The 2021 TV series is excellent and this is more or less a recap compilation movie of it, plus a little bit at the end that shows us what happened next after the original's potentially dark ending.
To my surprise, I was disappointed. It isn't bad, but I wouldn't recommend it.
The format is a TV documentary. Unknown filmmakers are interviewing lots of characters from the Odd Taxi TV series. (Afterwards? Or just near the end? It's unclear.) The interview segments are new scenes, but they're just a bunch of framing stories and nothing actually happens in them. They provide a bit more insight into the characters and that's all.
The meat of this film is a compilation of the TV episodes... but I thought it was missing something important.

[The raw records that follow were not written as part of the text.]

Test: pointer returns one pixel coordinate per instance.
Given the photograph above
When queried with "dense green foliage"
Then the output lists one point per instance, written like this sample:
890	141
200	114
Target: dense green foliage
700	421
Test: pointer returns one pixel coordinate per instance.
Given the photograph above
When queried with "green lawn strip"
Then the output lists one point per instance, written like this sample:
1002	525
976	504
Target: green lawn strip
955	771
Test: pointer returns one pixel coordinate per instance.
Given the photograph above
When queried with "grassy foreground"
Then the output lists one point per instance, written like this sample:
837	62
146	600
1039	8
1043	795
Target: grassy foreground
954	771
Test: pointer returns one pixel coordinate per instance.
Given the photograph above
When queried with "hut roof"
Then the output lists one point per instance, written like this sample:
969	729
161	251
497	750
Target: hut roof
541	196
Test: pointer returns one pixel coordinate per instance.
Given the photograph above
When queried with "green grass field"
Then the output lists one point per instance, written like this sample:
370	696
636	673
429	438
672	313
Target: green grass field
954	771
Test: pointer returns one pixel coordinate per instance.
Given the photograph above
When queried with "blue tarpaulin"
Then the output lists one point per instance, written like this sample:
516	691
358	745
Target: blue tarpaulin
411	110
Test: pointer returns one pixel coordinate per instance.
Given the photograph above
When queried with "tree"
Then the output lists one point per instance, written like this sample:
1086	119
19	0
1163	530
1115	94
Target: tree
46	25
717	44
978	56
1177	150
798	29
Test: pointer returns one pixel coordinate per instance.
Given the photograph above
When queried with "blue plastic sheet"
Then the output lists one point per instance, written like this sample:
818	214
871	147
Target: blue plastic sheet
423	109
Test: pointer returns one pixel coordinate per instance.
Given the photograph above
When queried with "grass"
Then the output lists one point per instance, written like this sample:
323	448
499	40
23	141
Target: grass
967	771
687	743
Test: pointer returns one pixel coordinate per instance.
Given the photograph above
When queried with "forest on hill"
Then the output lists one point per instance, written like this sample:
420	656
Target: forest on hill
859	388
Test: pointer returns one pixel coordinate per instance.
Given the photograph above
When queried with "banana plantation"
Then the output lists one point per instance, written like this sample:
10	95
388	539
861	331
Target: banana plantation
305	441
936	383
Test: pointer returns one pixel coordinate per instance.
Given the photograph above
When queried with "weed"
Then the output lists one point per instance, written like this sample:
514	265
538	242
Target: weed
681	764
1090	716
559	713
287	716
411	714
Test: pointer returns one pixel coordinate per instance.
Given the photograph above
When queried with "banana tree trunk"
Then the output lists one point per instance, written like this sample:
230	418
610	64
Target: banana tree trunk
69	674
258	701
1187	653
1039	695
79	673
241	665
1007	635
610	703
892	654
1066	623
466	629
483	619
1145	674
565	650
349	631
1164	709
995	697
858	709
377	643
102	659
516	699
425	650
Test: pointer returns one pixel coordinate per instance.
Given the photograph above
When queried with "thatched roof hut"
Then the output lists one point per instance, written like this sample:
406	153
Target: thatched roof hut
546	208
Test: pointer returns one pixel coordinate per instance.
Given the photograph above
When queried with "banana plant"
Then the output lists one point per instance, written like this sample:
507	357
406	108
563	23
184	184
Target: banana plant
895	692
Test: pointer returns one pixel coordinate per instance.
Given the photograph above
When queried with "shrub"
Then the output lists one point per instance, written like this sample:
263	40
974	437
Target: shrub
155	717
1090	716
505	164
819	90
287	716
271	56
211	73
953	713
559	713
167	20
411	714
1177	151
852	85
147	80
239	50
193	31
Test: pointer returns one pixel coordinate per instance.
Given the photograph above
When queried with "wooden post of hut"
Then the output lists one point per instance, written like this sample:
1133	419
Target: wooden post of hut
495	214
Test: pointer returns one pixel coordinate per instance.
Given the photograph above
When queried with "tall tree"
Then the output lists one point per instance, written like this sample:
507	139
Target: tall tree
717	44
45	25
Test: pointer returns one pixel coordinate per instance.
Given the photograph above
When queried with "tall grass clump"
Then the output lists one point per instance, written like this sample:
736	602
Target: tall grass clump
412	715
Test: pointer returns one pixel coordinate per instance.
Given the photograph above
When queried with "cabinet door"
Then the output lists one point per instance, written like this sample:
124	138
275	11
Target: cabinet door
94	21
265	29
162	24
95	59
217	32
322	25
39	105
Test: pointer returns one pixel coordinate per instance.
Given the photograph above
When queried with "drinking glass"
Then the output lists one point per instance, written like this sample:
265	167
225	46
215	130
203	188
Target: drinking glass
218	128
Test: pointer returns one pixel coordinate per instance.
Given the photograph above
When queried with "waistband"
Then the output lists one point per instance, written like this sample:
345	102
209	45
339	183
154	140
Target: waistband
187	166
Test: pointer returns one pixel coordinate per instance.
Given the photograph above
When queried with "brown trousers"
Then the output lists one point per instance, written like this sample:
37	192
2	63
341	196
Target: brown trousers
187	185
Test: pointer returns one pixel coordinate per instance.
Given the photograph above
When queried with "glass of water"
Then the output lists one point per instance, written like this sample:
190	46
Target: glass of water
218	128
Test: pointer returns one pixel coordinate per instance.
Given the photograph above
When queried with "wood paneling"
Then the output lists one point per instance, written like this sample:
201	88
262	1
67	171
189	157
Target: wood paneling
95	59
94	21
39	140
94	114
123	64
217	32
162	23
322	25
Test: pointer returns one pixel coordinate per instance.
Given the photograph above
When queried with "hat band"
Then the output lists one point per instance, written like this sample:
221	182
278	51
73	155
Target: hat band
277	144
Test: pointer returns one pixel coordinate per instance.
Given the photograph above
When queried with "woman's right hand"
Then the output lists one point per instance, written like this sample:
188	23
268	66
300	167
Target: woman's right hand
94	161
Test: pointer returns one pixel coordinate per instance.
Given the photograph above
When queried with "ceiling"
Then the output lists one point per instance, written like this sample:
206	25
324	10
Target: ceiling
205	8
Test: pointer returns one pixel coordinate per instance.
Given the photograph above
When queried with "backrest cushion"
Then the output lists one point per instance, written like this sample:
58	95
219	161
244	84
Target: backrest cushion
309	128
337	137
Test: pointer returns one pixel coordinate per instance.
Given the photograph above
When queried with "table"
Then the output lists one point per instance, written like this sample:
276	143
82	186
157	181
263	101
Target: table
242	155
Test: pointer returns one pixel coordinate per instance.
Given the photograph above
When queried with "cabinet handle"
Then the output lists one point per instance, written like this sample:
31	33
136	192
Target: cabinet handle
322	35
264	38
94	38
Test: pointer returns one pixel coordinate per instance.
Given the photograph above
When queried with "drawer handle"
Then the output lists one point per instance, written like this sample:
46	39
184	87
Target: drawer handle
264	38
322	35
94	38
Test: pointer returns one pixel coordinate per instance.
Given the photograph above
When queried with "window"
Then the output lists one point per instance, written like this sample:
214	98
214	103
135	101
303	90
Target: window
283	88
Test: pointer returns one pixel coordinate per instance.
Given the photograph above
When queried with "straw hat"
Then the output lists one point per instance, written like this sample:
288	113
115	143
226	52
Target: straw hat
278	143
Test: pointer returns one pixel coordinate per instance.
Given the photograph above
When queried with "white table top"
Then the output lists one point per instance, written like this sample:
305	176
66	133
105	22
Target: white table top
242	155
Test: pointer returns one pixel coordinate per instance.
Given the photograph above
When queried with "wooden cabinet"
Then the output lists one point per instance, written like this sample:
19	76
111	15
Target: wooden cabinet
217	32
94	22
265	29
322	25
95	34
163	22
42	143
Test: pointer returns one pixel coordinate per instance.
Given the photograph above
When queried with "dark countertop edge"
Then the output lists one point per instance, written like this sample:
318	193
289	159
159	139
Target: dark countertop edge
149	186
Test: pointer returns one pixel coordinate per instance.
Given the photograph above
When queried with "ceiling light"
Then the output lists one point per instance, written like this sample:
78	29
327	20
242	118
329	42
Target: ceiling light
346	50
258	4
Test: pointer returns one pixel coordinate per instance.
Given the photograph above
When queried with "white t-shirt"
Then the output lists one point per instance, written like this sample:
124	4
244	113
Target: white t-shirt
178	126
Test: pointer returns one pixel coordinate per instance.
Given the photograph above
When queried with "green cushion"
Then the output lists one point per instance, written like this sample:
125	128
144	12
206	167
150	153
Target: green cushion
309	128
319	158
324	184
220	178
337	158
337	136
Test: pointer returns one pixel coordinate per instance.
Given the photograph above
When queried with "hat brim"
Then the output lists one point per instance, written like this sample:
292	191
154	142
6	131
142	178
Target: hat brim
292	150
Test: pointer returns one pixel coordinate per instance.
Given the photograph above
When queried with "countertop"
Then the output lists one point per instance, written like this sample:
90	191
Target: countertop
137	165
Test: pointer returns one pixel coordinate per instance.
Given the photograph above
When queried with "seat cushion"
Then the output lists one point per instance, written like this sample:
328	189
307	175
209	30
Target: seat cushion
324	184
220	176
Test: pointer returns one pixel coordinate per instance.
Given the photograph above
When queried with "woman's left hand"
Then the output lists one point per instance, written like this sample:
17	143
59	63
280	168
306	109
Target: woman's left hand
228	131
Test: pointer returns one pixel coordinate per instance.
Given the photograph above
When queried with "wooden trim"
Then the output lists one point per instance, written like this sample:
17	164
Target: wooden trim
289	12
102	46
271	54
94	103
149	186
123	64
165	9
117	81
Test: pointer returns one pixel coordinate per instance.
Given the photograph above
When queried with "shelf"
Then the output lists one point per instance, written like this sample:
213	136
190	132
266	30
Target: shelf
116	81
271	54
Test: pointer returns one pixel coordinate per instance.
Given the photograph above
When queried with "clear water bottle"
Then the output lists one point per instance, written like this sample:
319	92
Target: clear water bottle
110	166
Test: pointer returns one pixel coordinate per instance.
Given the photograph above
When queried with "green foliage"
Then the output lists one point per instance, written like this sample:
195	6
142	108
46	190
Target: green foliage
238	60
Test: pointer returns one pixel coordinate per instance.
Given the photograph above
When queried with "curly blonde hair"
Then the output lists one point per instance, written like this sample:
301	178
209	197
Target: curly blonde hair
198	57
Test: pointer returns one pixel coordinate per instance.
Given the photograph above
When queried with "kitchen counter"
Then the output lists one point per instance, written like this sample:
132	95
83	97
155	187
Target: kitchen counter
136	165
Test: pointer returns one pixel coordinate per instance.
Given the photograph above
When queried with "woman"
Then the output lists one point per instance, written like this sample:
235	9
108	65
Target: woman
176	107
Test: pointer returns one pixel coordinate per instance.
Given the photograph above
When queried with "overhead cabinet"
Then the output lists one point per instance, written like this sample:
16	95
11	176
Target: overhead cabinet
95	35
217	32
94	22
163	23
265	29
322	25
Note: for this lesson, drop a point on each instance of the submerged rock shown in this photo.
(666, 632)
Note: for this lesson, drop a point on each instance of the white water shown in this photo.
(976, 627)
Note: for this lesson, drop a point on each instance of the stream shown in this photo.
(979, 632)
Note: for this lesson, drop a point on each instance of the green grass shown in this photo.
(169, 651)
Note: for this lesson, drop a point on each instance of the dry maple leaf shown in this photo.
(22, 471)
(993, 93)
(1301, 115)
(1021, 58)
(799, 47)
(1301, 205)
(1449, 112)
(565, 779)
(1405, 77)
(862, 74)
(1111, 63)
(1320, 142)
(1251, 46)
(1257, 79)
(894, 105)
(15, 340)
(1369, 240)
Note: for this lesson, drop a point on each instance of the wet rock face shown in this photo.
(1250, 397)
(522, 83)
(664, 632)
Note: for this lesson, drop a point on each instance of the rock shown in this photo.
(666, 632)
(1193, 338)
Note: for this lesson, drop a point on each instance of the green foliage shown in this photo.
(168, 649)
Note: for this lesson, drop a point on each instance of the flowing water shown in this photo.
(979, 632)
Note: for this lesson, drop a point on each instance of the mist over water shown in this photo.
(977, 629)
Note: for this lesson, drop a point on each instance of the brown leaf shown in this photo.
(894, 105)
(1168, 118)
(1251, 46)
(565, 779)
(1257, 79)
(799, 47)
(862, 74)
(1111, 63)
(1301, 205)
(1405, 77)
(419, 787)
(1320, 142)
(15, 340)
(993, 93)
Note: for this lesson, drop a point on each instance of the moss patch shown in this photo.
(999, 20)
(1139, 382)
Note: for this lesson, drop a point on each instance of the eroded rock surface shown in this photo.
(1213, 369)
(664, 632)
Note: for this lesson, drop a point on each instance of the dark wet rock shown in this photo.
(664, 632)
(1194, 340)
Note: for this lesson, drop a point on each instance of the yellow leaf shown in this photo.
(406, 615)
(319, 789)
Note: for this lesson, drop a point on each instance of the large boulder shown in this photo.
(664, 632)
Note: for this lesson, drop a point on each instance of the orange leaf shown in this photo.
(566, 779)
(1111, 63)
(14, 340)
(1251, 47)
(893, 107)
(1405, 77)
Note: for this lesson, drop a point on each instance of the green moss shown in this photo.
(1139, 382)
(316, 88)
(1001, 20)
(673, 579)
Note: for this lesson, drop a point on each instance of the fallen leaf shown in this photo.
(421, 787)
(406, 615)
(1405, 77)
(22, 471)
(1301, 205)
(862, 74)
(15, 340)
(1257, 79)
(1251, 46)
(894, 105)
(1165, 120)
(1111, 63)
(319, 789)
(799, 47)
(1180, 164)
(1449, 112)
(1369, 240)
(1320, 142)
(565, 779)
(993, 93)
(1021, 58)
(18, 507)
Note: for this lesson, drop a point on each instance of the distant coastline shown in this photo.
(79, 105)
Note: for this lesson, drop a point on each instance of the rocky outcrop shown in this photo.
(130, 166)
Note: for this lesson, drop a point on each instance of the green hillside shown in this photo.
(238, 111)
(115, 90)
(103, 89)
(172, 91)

The TV series can sometimes be hard to watch, because its characters are capable of being so stupid and/or focused on terrible goals. I don't mean that in a bad way. The show's a study of some of the most blind, delusional and/or just plain self-destructive behaviour that human beings can focus on, especially middle-aged men. It's like watching someone slit their wrists in slow motion, for twelve episodes. (Intermittently. In between all the cool or funny scenes.)
This film doesn't really do that. It's just retelling the core story. It's about the plot. It's quite a deft condensing, admittedly, and perfectly watchable, but it's lost most of that "oh my God stop it stop it". It's still irritating to watch, say, Kabasawa and his quest for social media followers. The film reminded me of how painful these idiots can be... but it didn't make me feel the pain.
The film also assumes you've seen the original. It doesn't even bother trying to preserve secrets and surprises, with characters mentioning key story points in their interviews. (Even the fact that they're still alive to do interviews in the first place is a sort of spoiler, although you'll start noticing after a while that not all characters have appeared yet.) There's no attempt to hide Yano's identity. We're told everything immediately with Shirakawa. This makes sense for viewers who know the original, but I'd strongly advise against watching them the other way around. If you're thinking of watching the TV series, avoid this film until afterwards. You wouldn't even save much time by watching the film instead. It's over two hours long, i.e. almost half the original's total running time.
Its postscript is huge, though. It tells us what happened next. This is nice to see... but it doesn't really contain any surprises. You'll watch it once, nod to yourself and then never need to see it again.
It's still Odd Taxi, though. It's clever and quite fun. Odokawa made me laugh, in his melancholic deadpan way. "You're wasting your time on pointless stuff, aren't you?" I've been griping and grumbling, but this is still a much better film than most, animated or otherwise. You could do a lot worse. Just don't expect a sequel. It's a retelling, or a "reconstruction" as the producers called it.